Kicks. I get on kicks, especially when company is coming. In October, we’ll have two English teens with us for 10 days. Their mother, Gill, will stay with my sister and her husband, just a few blocks away. These guests are mother’s relatives and it’s their first time in the states.
That’s why it’s so important for me to find attractive tissue boxes to go in each of our bathrooms, the lime green guest bath, the khaki one with the shower, the teal master bath, and the dark blue one downstairs. That’s the bathroom my sister thinks I should paint. Jackie is full of good ideas.
She appeared at the door on Friday evening in the middle of my kick. This recent sustained period of cleaning and pitching began on Labor Day. It was sparked by the onset of September. Only six weeks to get the house in order and write a new serial story about mules — speaking of kicks.
I was in my office when I heard the doorbell. For days I’d focused my primary energy on the bookshelf-lined room. Only two stacks of stuff remained on my desk, and I was anxious to get the job done before I slipped back into slovenly.
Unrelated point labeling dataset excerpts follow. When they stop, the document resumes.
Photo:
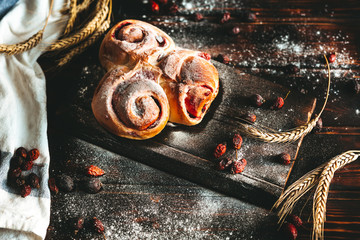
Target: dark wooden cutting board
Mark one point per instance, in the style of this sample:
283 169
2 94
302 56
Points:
187 151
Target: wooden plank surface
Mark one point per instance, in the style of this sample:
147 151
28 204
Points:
285 32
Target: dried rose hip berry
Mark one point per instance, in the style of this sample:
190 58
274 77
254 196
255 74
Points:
95 171
220 150
225 163
223 58
27 165
237 141
198 17
22 152
235 31
257 100
25 190
13 174
154 7
33 180
204 55
52 185
285 158
238 166
78 224
98 226
92 185
17 161
33 154
289 231
278 103
296 220
332 58
249 118
225 18
65 183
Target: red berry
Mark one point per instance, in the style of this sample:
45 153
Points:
285 158
25 190
332 58
94 171
27 165
22 152
289 231
34 154
225 163
279 103
225 17
98 225
154 7
220 150
237 141
296 220
238 166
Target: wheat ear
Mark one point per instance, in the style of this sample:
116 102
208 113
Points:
295 191
322 190
100 16
286 136
28 44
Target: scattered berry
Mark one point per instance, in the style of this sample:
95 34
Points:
285 158
94 171
257 100
21 151
27 165
278 103
78 224
289 231
17 161
235 30
198 17
52 185
225 163
98 225
238 166
223 58
92 185
33 154
296 220
332 58
220 150
205 55
25 190
33 180
65 183
154 7
225 18
237 141
174 8
249 118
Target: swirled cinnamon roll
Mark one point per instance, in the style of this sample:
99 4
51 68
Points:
191 83
131 103
130 41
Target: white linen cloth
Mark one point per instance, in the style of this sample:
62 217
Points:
23 118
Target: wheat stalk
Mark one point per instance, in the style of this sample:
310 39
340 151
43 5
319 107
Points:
79 49
322 190
295 191
100 16
72 17
285 136
28 44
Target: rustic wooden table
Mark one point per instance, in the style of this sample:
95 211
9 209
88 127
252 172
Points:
149 195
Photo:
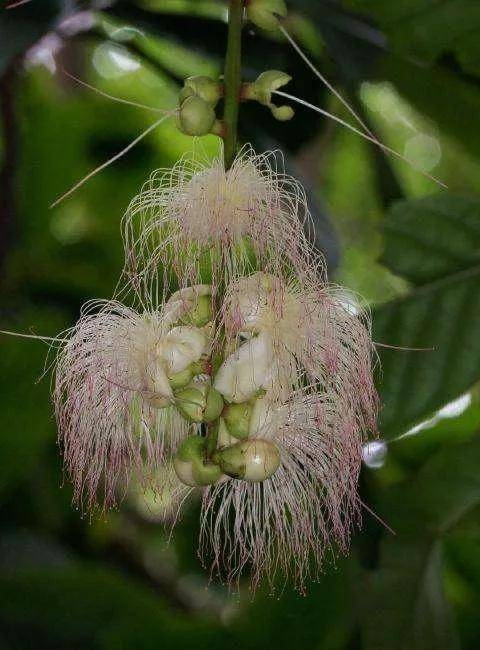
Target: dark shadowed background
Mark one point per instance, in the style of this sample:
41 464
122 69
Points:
411 68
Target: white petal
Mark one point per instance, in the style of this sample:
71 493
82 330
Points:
182 346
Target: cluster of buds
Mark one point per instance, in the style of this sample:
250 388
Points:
197 101
200 95
252 383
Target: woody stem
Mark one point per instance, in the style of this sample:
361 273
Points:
232 79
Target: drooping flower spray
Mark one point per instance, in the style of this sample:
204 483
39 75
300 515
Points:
225 354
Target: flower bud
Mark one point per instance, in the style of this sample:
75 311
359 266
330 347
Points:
204 87
181 347
200 314
262 88
199 402
251 460
191 465
237 419
196 116
247 370
158 392
192 305
224 439
181 379
263 13
282 113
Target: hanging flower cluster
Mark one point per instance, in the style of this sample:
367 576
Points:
237 363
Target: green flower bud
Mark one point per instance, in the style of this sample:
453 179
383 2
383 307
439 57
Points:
204 87
263 13
196 116
224 439
191 465
282 113
262 88
251 460
200 314
199 402
181 379
185 93
237 419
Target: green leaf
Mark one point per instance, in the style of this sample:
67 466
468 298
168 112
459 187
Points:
407 609
427 29
432 237
433 242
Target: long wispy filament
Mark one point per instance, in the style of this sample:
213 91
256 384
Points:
339 120
54 339
113 98
113 159
325 81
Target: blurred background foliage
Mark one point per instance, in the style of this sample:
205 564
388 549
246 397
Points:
412 70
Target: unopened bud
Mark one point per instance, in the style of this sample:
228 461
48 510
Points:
224 439
183 346
196 116
199 402
282 113
263 13
201 313
237 419
181 379
262 88
158 392
191 465
252 460
204 87
247 370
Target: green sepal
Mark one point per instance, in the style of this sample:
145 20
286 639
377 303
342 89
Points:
237 419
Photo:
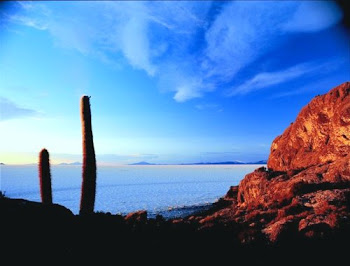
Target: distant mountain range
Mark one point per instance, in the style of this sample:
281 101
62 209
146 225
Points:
204 163
75 163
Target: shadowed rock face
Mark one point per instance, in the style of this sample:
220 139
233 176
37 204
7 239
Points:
305 192
321 133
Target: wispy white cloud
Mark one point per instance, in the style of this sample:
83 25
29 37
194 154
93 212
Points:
10 110
269 79
312 16
209 106
207 48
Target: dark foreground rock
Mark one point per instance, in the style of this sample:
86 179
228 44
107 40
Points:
295 212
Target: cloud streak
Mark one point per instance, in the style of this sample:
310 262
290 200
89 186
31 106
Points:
10 110
189 48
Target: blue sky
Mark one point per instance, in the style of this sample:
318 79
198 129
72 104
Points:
170 82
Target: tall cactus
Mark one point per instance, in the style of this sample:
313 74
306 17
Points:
45 177
88 189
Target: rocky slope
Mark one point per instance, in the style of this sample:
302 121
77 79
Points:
319 134
305 192
295 211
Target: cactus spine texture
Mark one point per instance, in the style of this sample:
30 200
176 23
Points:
45 177
88 189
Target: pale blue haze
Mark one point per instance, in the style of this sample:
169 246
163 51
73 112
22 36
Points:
169 190
170 81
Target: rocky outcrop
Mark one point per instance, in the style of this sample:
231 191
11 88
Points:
305 192
319 134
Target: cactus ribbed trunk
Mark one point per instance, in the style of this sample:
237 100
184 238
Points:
45 177
88 189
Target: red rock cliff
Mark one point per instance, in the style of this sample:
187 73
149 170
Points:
305 192
321 133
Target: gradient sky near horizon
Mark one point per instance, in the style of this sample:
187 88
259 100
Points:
170 82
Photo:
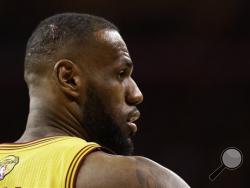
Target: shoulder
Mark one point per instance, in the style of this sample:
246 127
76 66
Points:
104 170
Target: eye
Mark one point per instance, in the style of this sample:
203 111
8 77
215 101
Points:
122 74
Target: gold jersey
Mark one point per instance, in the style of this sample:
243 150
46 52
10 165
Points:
50 162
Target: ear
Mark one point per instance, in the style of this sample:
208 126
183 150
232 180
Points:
67 75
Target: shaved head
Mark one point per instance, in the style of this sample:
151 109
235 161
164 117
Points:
60 36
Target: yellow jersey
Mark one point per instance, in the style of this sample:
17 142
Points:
50 162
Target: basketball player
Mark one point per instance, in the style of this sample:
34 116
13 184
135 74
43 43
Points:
82 111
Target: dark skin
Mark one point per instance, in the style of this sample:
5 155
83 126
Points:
58 102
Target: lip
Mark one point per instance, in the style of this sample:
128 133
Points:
132 126
135 115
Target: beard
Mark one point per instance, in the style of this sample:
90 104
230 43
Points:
102 127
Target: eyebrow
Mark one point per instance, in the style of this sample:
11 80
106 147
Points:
129 63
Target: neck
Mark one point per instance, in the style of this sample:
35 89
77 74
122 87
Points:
49 120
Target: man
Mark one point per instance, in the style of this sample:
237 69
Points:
82 112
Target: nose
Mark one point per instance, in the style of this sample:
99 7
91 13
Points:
134 95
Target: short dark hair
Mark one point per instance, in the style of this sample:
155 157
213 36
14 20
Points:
54 32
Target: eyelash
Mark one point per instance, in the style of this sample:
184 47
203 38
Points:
122 74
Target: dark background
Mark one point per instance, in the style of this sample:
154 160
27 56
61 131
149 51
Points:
192 64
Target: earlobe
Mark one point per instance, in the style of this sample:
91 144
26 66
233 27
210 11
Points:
67 76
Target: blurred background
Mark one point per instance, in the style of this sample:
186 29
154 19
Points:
192 64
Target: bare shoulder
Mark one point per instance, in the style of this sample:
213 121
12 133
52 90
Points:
107 171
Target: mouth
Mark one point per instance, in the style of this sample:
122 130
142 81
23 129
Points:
135 115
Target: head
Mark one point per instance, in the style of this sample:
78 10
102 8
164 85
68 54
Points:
80 63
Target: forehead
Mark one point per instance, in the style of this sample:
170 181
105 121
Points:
109 46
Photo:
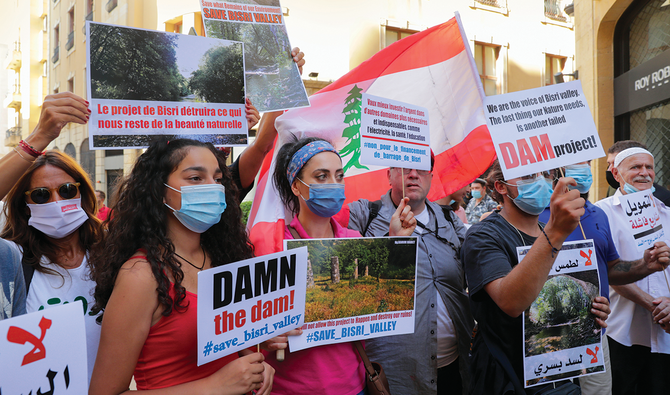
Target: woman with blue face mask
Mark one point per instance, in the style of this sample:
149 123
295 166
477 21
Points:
310 181
176 214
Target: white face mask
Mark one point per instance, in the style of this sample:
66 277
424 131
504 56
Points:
57 219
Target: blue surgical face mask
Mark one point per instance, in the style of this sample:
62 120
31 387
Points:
534 195
201 206
582 175
325 200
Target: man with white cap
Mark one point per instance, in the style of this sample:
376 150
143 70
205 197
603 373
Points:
639 345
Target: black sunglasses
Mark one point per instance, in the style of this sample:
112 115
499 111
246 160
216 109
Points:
42 195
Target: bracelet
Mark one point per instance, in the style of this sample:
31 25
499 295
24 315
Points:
553 249
29 149
22 157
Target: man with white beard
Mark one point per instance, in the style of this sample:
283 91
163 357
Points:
639 345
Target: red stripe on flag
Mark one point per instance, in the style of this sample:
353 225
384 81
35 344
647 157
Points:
267 237
415 51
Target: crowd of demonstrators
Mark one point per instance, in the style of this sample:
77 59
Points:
639 344
480 203
434 359
500 286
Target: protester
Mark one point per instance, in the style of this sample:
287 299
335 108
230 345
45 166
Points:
639 346
176 214
103 211
310 181
455 202
434 359
661 193
51 215
480 203
595 226
501 288
12 284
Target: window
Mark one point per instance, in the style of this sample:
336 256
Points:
394 34
552 65
486 57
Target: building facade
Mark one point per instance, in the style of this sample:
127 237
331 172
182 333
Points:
623 58
517 44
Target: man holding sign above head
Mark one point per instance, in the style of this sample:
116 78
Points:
639 346
502 288
435 358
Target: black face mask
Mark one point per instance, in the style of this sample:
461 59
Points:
611 180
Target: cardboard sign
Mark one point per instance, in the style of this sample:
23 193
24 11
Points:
44 352
541 129
273 79
394 134
244 303
357 289
144 85
643 218
561 337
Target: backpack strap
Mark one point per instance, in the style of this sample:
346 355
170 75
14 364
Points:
374 211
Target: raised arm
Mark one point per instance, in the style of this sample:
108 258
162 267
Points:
57 111
252 157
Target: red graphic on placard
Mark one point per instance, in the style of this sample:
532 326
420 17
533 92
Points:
21 336
593 354
588 257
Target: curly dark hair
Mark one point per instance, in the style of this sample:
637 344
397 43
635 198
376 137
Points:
139 220
280 178
36 244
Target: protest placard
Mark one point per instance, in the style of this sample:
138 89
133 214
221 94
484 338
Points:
273 79
644 221
44 352
541 129
244 303
357 289
145 85
561 337
394 134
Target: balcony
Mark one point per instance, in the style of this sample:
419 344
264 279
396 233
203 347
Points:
70 41
56 57
14 61
111 4
13 136
553 10
13 100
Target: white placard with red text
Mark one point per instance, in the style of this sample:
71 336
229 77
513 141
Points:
244 303
394 134
541 129
44 352
644 221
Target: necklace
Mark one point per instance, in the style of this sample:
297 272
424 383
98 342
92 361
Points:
204 259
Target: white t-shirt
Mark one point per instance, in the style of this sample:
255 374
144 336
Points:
447 341
50 290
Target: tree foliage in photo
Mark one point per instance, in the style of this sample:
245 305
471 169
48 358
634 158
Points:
220 77
132 64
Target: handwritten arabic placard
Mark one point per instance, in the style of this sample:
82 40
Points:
44 352
643 218
561 336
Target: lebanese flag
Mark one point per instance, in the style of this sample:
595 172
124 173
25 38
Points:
434 69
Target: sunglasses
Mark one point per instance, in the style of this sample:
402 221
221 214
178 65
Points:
42 195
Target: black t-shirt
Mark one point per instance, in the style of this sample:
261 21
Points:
489 253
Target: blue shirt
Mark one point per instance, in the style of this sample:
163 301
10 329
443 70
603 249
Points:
597 227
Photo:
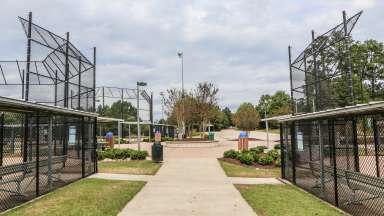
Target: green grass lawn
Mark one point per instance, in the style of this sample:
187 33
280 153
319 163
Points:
84 197
284 200
274 130
138 167
234 170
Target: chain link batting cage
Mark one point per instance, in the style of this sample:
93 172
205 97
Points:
333 143
47 118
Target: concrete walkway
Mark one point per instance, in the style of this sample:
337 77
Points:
188 186
191 182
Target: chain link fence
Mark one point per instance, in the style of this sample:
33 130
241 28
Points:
340 160
41 151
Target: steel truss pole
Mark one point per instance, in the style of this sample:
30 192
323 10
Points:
317 81
79 89
348 59
290 78
321 146
29 35
50 140
37 156
282 150
94 81
66 83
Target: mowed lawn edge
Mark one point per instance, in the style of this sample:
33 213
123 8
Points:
134 167
84 197
284 200
234 170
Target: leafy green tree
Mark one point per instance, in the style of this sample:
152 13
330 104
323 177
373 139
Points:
227 118
246 117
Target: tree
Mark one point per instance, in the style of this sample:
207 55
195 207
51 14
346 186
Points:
196 108
227 122
206 97
246 117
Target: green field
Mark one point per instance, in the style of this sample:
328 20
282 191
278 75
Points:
84 197
234 170
284 200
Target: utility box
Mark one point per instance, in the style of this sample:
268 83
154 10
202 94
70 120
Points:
157 149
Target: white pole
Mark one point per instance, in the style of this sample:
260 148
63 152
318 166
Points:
138 118
266 127
129 133
50 152
118 132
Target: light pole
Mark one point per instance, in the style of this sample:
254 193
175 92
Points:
162 105
181 56
266 104
138 84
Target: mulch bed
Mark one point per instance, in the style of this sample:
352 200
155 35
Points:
254 165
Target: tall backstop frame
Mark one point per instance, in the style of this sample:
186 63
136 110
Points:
47 117
332 142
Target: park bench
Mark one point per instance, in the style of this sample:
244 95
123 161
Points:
360 182
16 173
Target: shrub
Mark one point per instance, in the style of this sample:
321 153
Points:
231 154
265 159
139 155
246 158
255 156
258 149
114 154
274 154
100 155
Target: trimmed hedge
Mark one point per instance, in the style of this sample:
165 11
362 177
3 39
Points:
255 155
121 154
258 149
231 154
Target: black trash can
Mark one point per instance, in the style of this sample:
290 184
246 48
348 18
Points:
157 152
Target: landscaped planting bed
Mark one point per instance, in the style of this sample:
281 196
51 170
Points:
256 157
135 167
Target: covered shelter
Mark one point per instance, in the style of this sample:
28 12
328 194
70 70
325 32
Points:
42 147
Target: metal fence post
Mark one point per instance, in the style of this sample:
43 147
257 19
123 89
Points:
37 153
29 35
94 81
50 130
282 150
79 90
331 134
290 78
321 146
1 139
349 64
83 140
95 144
26 134
376 140
355 145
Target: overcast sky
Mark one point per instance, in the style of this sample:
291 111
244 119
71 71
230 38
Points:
241 46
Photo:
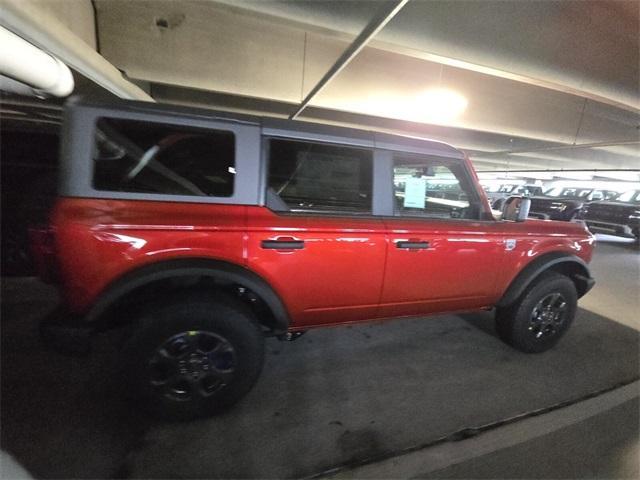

No matter. Jackie was on the step, papers in hand requiring a signature and documents for family business that had to be attended to, now.
“I just need your Social Security card and driver’s license,” she said, knowing what reaction her request would illicit. (The same one she got when she asked for it a year ago, and I put her off.)
“You’ve got to be kidding. There’s no way I know where my Social Security card is,” I guffawed, realizing I wasn’t going to get off the hook, or be able to return to my office, until I gave the search the old college try.
Like my late father, Jackie lives by “a place for everything and everything in its place.” She can put her hand on her baptismal papers, stub from her first paycheck, and personal property tax receipts, which makes her heroic in my book — how great would it be not to have to go to the courthouse every time we need new license plates?
Thinking I could divert Jackie’s attention, I offered her a beer. She didn’t want one, she wanted that card, and I knew she wasn’t leaving until I found it. Panic rose like bile in my throat. But suddenly, I had a revelation. The card might be in my nightstand in a little cedar box I got for high school graduation, a miniature hope chest that proved to be my salvation.
There under an old letter from dad and my first-grade report card was an envelope marked “S.S.#.” The heavens opened and a choir began to sing. Jackie was proud. Dad would have been too.
Actually it’s a good thing my parents weren’t there. As soon as Jackie saw the cedar box with Winter’s Home Furnishings stamped on the lid, she started in on how she didn’t have hers — Mom probably threw it away, like she did her Chatty Cathy — and was I sure that was my miniature hope chest and not hers?
The litany continued in my office where we went to make a copy of my Social Security card. I was excited to show Jackie how organized my office was since she’d never seen it like that before, but then she noticed a memento from our childhood on my bookshelf and said how she wished she had one like it — why did my brother and I both have one but she didn’t? I defended myself as best I could and guided her up the stairs, again offering her a beer.
She declined but did stay, the two of us propping up our legs on a chair, engaging in lively conversation. It’s awesome to have a sister to bike and walk with, to laugh and talk with, even one who’s insanely organized.
Fortunately she doesn’t have a fetish about tissue box holders. That quirk is all mine.